How exceptional is Russia? Gel’man positions it as a “deviant” case (p. 6) in light of its high standard of living and human capital. Yet the maladies that Gel’man cites afflicting Russia—overregulation, bureaucratic sluggishness, turf battles, short-termism, institutional inertia, patronage politics, rent-seeking, and the prioritization of politics above policy—have long been the global norm rather than the exception, and are present to some degree even in well-governed countries. In light of recent challenges to democracy across the world, Russia may be seen as a precocious case of middle- and upper-income countries whose leaders deliberately manipulate the system for their own benefit, a club joined more recently by Turkey, Hungary and Trump’s United States (p. 139). Russia may therefore not be so deviant after all.
As to whether there is any way out, Gel’man’s prognosis is appropriately pessimistic. International leverage worked with willing Eastern European elites intent on joining the EU, but not on ensconsed Russian functionaries. Pockets of efficiency are small-scale and doomed due to eventual neglect or politics. Digitization has been introduced with much fanfare in many nondemocratic states, yet policy makers protective of their prerogatives will not allow any innovation to usurp their power.

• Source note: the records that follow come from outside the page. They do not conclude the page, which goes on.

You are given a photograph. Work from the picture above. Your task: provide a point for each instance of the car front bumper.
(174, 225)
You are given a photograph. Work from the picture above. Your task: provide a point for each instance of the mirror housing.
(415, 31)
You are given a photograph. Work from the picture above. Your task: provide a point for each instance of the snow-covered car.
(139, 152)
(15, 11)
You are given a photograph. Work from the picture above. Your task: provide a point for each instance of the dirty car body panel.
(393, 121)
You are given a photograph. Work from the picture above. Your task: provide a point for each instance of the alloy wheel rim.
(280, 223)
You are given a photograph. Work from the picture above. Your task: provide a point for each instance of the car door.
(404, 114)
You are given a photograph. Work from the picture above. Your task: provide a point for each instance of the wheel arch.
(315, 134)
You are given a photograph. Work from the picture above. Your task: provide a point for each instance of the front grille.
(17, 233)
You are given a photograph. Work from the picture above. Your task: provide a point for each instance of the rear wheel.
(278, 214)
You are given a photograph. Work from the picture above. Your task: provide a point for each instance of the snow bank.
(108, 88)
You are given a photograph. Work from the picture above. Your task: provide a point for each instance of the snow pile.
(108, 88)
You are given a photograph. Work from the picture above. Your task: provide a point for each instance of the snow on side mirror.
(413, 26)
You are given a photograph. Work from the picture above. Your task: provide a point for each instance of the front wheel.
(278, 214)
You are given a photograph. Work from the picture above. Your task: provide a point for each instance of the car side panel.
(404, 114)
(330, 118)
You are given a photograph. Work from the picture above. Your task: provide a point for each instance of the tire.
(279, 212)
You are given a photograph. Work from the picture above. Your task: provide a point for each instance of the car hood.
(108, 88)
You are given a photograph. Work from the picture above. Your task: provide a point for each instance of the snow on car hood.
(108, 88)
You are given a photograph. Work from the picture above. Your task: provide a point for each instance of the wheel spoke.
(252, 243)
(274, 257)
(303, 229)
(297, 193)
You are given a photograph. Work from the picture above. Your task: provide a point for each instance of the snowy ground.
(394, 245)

Perhaps Gel’man’s most disconcerting yet unsurprising conclusion is that free and fair elections are unlikely to make a dent, at least in the near term. While democracy may be a necessary step toward more accountability and better governmental performance, precedents show that it is not a sufficient condition to break free from old patterns. Instead, the most likely outcome is a broadening of the scope for new entrants to compete over the spoils of corruption.
This book was published before Russia’s full-scale invasion of Ukraine. The consequences of that invasion, as of spring 2023, vividly demonstrate bad governance in action. Not only did most Western analysts and intelligence agencies overlook the dysfunction in Russia’s military and ministry of defense, the Kremlin was also deceived into believing it was deploying an efficient war machine rather than the ramshackle, bloated, and decaying clunker it turned out to be. The supremacy of politics over competence was visible in the runup to the invasion, when spies told their superiors what they wanted to hear about whether Ukrainians would fight back, and ground troops were misled about whether they were going to war. Putin’s naïve faith in the system he created both enabled the decision to invade and explain how Ukraine’s significantly outmatched army has managed to fight Russia’s to a standstill. Yet, faced with the most comprehensive sanctions in history, Russia also managed to stabilize its currency, reroute its supply chain, and stave off a collapse in GDP, pointing to both the skill of technocrats (e.g., in the Central Bank) and the adaptability of a system built on informality. Gel’man expects countries governed badly to muddle through and avoid catastrophes, but perhaps the best to be hoped for from the war is that bad governance, taken to its extremes, ends up destroying its own foundations. Unfortunately, before this can happen, things are likely to get much worse.